The man who painted the Homeswest house for Western Australia’s public housing department said Mr Kelly had told him he had a daughter after the painter had seen a room that looked like it was decorated for a little girl, with shelves that were lined with dolls.

The man is among the people interviewed by police since Mr Kelly’s arrest on Wednesday.

Investigators are particularly interested in a lock on an internal door that Mr Kelly may have ­installed himself. While the state government has a policy of not installing locks on internal doors for safety reasons, at least one of the rooms in Mr Kelly’s rented home can be locked from the outside.

Mr Kelly’s apparent fixation on dolls is now public and so is the elaborate online fantasy the 36-year-old built as Bratz DeLuca, a name appropriated from one of his favourite brands of dolls.

Police have been clear they do not believe Cleo’s abduction was planned. They are investigating a theory that Mr Kelly came across Cleo by chance when he visited the Blowholes Campground to either sell drugs or look for opportunities to steal from campers or both.

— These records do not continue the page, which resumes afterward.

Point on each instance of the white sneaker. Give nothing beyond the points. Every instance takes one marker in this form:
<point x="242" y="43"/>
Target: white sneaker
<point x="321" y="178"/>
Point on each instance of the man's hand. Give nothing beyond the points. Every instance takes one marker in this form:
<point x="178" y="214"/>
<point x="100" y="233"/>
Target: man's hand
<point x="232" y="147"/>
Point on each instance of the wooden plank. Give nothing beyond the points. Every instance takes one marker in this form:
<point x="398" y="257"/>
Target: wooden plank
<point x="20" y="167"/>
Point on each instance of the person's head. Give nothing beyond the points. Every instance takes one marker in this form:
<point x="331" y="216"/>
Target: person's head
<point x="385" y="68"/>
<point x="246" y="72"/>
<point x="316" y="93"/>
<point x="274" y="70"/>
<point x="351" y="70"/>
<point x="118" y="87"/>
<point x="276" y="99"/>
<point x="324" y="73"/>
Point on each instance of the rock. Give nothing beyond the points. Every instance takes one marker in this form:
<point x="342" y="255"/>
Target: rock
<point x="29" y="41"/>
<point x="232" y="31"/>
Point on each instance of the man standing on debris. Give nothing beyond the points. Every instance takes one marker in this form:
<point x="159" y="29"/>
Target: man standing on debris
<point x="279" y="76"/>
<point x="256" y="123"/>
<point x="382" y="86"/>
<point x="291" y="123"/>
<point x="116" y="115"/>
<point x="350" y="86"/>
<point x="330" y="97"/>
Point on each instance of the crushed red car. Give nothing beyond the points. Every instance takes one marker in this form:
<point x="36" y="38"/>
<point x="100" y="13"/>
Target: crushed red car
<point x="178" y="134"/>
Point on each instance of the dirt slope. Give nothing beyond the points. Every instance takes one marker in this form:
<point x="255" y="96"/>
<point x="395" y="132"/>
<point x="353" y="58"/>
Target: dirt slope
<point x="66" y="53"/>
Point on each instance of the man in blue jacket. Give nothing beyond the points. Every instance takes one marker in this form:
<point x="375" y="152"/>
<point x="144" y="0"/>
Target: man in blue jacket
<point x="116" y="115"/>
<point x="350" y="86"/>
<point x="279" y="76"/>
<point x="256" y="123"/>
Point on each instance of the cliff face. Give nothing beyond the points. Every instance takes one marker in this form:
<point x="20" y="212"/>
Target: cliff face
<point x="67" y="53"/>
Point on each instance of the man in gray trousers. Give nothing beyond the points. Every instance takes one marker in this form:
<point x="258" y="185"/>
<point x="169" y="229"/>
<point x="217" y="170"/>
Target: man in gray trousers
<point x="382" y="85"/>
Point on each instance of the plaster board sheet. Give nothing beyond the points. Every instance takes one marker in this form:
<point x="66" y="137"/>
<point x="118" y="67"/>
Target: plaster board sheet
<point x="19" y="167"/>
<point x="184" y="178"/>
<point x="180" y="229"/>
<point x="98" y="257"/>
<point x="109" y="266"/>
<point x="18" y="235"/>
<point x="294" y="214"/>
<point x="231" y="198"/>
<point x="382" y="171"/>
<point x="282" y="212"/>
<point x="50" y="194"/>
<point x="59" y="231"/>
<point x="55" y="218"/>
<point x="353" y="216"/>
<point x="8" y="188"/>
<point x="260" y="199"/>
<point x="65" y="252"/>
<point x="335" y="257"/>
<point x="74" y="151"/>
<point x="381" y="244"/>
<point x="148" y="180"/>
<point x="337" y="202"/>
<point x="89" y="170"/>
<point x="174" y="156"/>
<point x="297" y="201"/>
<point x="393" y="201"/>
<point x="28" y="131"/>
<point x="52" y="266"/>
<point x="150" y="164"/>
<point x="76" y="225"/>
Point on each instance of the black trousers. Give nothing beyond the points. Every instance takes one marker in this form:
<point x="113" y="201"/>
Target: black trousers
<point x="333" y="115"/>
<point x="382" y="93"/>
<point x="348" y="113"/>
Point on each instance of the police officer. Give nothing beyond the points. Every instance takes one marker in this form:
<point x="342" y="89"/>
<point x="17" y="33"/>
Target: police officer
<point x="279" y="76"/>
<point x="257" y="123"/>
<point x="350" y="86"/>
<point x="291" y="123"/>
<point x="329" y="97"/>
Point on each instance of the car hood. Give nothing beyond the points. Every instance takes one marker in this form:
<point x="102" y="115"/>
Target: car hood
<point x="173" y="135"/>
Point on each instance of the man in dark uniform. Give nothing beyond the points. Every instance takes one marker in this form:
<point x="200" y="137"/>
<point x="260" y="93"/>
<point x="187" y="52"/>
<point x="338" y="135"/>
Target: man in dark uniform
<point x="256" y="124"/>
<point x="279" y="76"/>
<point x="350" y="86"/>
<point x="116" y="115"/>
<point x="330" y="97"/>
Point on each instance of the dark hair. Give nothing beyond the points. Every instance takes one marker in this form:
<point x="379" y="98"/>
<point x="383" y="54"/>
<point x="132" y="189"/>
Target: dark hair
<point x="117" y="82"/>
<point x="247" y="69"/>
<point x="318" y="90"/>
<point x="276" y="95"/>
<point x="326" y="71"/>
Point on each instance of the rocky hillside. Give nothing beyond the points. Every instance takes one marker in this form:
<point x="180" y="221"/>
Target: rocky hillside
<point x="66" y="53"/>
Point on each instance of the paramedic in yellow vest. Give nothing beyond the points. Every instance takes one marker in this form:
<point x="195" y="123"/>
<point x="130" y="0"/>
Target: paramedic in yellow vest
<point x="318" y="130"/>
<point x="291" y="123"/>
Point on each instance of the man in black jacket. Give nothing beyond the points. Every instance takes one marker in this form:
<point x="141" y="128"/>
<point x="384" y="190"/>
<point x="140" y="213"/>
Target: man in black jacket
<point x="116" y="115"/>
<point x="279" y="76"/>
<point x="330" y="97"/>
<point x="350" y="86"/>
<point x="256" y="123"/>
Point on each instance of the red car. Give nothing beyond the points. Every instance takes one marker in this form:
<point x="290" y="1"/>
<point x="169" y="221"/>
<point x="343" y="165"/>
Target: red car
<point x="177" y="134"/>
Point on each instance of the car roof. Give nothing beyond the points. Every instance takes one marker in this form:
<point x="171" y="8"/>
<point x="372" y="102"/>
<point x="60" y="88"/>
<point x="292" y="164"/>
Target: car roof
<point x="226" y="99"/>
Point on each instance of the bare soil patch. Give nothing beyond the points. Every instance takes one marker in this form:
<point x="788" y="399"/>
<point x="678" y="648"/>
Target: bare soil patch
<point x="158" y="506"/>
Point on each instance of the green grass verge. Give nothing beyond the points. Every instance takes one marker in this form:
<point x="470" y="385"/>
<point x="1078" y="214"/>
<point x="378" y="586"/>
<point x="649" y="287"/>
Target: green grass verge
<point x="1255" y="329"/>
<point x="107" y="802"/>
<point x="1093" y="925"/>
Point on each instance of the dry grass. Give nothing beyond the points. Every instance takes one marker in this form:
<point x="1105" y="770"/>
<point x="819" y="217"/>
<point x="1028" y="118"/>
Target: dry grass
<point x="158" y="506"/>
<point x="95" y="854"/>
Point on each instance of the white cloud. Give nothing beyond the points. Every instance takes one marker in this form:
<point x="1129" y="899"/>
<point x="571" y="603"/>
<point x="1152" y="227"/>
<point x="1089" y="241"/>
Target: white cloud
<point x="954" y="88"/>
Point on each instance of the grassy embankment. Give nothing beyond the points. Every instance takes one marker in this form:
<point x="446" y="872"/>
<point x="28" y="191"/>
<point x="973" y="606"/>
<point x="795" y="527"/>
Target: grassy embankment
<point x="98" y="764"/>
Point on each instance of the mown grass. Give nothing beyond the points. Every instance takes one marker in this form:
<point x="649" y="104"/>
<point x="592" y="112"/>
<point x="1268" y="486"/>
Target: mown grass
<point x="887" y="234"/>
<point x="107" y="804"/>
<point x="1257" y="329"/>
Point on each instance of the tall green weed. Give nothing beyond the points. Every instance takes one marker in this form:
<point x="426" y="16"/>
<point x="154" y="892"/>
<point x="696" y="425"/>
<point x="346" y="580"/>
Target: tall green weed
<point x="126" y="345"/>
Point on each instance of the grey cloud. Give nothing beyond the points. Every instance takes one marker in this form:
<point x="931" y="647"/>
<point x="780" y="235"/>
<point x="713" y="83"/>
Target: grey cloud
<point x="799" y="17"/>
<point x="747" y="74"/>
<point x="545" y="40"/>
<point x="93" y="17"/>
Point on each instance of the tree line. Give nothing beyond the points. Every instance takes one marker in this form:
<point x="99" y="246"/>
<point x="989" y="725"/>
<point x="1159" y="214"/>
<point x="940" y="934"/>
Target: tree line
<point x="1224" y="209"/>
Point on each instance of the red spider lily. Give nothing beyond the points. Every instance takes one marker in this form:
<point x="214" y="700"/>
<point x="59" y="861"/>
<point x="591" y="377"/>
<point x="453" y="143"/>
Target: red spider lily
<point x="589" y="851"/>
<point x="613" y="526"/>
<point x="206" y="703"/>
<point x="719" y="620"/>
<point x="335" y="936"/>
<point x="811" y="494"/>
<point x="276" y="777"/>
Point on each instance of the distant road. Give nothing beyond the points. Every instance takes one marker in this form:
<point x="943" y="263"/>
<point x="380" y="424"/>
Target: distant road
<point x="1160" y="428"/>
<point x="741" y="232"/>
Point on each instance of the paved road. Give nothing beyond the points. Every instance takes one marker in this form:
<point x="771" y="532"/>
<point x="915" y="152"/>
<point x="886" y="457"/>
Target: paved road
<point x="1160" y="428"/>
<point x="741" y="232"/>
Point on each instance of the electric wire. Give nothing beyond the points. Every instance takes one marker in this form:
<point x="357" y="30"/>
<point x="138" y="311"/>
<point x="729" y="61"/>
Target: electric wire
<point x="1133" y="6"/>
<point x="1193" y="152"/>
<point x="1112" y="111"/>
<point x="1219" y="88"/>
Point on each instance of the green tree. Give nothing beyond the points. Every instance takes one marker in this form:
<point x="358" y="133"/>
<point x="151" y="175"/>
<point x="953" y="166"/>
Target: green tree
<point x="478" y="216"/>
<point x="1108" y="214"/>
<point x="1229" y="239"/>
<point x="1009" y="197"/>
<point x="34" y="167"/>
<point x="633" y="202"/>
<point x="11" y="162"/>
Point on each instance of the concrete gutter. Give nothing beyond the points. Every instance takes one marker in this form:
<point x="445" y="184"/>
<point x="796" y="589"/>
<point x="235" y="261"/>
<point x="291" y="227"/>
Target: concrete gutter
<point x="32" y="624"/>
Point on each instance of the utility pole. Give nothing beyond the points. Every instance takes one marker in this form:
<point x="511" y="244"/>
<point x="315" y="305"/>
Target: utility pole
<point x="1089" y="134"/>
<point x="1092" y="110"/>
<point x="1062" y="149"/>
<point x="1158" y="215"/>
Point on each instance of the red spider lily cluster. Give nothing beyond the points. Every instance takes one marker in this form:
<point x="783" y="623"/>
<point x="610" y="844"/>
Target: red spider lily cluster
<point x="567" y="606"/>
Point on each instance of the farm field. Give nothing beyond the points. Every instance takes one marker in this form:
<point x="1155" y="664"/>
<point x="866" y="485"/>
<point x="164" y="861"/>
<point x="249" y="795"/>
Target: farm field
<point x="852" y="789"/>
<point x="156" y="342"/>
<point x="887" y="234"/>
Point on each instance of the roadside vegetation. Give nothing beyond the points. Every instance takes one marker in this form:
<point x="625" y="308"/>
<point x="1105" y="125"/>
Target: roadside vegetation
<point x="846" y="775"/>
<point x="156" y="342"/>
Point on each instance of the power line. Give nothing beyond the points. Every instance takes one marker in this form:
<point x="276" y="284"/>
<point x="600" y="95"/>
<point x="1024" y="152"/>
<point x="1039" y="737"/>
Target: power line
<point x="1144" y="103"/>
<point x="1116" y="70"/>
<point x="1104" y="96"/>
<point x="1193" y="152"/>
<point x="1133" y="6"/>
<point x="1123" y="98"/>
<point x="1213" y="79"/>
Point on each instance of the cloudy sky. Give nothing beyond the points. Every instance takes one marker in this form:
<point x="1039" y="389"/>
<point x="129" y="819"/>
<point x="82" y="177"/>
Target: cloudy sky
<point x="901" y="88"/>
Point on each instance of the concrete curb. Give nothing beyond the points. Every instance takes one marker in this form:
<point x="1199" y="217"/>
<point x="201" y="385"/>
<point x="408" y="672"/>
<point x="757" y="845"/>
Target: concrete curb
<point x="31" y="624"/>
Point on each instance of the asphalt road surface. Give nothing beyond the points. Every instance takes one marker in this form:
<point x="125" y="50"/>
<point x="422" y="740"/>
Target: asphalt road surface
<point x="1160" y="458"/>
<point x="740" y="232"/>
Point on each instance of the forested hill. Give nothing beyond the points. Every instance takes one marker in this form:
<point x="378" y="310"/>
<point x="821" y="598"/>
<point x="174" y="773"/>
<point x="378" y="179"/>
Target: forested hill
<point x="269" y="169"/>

A room inside Mr Kelly’s home.
A room inside Mr Kelly’s home.

Sources close to the investigation have told The Australian that Mr Kelly came to the attention of profilers working on the case ­because police in his hometown of Carnarvon suspected he was a petty thief and a small-time distributor of cannabis who occasionally went to the Blowholes Campground. They suspected he had been to the campsite at least once to deliver cannabis for the personal use of backpackers.

Mr Kelly was not an obvious person for investigators to focus on as they began the work of finding the person who abducted Cleo.

He is not a registered sex ­offender nor was he a frequent visitor to the campground where Cleo vanished in the early hours of October 16.

Police forensics search the house in Carnarvon, Western Australia, where Cleo Smith was found. Picture: Colin Murty
Police forensics search the house in Carnarvon, Western Australia, where Cleo Smith was found. Picture: Colin Murty

Being known to police, however, put him in a relatively large group of people identified through profiling. The investigation began to focus intently on Mr Kelly when detectives received information that they will say shows one of three mobile phone towers close to the campground detected a phone registered to Mr Kelly at 3am on the day Cleo was abducted.

The Point Quobba phone tower was installed just over a year ago as part of a national phone black spot program.

Police believe it was Mr Kelly’s phone that pinged the tower about 90 minutes after Cleo’s mother, Ellie Smith, last saw her – when she gave her eldest daughter a drink of water in the tent at 1.30am – and around the time police say a motorist on North West Coastal Highway saw a car leaving the campground road and turning right towards Carnarvon.

A source familiar with events in the hours before Mr Kelly’s ­arrest said the mobile phone data was important but detectives soon found other things they ­believed implicated Mr Kelly. Police have not said what they are.

For example, when Mr Kelly was arrested, the driver of the mystery car had not come forward despite two weeks of public pleas from investigators. On Sunday, police had still not ­revealed if they believed it was Mr Kelly driving that car or if Cleo was in it.

Forensics officers have been at Mr Kelly’s two-bedroom rented duplex in Carnarvon since Cleo was rescued there at 12.46am on Wednesday. They are expected to continue their work for at least three more days.

On Sunday, they took items including a large clear plastic tub into the backyard of the property and tested each item for fingerprints. On Saturday, they removed carpet from inside.

Police have stopped commenting on the case since Mr Kelly was charged with abduction on Thursday. On the day of Mr Kelly’s arrest, Inspector Rod Wilde – who leads the investigation – told reporters that police believed the crime was ­opportunistic and that Mr Kelly acted had alone.